GDI Briefing - 8. Dezember 2022 - 9:08

Inequality is bad per se and has adverse effects, among other things, on economic development and the environment. It is also often argued that high and increasing inequalities put societies under stress, which increases the likelihood of social conflicts. However, the literature on this topic is scarce and some of the conclusions are not adequately supported by empirical evidence. This is mainly because there are different definitions and measurements of social cohesion. Moreover, some definitions of social cohesion incorporate inequality, thus making it impossible to examine how these two phenomena interact with one another.
This paper analyses both theoretically and empirically, the relationship between inequality and social cohesion. To do so, it employs a recent definition of social cohesion provided by Leininger et al. (2021). According to this definition, social cohesion is composed of three core attributes, namely trust, inclusive identity and cooperation for the common good. These attributes are examined in two dimensions, namely the horizontal (relationship among individuals) and vertical (relationship between individuals and state institutions) dimensions of social cohesion.

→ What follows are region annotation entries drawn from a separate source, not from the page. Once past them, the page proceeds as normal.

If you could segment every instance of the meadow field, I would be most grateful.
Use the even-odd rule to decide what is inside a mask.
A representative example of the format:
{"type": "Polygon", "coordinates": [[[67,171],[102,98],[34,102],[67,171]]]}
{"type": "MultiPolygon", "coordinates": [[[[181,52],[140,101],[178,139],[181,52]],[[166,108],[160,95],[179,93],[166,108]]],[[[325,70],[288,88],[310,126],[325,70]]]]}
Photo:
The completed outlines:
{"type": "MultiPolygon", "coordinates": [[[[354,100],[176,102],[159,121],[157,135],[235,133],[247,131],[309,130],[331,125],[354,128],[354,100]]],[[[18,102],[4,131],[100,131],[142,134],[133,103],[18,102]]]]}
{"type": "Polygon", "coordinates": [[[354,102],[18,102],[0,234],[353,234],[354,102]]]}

This paper provides an overview of the empirical evidence regarding the relationship between inequality and the three attributes of social cohesion. We find that while inequality is likely to have a negative effect on all three attributes, the intensity of the relationship may depend on some key mediating factors. Moreover, we highlight the main pathways through which inequality could affect each of the three key attributes.

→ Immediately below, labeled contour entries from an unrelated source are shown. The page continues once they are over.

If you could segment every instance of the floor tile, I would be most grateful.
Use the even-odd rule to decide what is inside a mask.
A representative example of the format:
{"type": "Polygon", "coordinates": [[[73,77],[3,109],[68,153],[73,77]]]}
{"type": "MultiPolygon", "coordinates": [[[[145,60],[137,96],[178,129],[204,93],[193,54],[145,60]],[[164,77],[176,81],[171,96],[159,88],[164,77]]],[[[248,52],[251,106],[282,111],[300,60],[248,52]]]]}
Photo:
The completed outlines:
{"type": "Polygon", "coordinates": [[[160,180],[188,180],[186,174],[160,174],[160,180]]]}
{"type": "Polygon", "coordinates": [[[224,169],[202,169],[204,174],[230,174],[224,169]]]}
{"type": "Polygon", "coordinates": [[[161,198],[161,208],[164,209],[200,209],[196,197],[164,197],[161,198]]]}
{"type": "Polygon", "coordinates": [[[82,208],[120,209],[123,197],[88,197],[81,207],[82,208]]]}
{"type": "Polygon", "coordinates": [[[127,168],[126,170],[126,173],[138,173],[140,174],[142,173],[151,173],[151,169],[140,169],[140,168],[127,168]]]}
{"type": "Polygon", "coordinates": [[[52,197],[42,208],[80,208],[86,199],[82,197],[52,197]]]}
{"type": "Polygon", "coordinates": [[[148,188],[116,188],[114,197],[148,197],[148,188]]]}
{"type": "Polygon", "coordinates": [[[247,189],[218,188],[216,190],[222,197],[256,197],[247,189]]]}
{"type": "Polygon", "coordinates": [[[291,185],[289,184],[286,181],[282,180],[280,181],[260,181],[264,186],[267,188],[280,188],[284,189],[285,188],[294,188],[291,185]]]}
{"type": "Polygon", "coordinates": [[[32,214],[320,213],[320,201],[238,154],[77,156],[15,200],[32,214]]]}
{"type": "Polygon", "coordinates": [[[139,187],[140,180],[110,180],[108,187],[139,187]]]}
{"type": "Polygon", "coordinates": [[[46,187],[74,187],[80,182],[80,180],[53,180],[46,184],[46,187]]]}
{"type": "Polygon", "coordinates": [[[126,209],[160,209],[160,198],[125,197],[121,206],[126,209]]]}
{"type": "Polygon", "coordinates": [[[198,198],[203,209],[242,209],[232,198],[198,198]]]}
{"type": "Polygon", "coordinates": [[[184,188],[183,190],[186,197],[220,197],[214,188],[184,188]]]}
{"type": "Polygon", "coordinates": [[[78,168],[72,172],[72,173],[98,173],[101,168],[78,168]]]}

The empirical analysis focuses on Africa. While there is some work in this field in Europe and Asia, to the best of our knowledge, there has not been any related empirical work thus far that has focused on African countries. To measure the three attributes of social cohesion, we use a database generated by Leininger et al. (2021), which is based on data from Afrobarometer and the V-Dem Institute. Inequality is mainly measured by the Gini coefficient and data are sourced from the World Income Distribution dataset. As expected, our analysis shows that countries with higher inequality usually have lower levels of social cohesion, which is measured by an aggregate index. This negative correlation holds when we analyse the relationship between the Gini coefficient and the three attributes separately; however, the intensity varies. It is stronger for trust (rho=0.25) compared with the other two attributes (both of which have a rho equal to approximately 0.1). Additional investigations point to substantially different results for the horizontal and vertical dimensions of social cohesion. Higher levels of inequality are associated with lower levels of horizontal trust and horizontal cooperation. On the other hand, higher levels of inequality are associated with higher levels of vertical trust and are essentially uncorrelated with vertical cooperation. These relationships remain substantially unchanged when we use measures of income inequality other than the Gini coefficient. Further analyses that aim to explain the puzzling results for the vertical dimension of social cohesion reveal that our findings are not clearly driven by trust in a specific institution and are also not an artefact of the specific data we used. Indeed, we obtain similar results using data from the World Values Survey. At the same time, it appears that the positive relationship between inequality and vertical trust is visible only among African countries, whereas it is not observed at the global level or for other regions. Further research is needed to confirm whether Africa is truly exceptional in this regard, and if so, why that may be the case.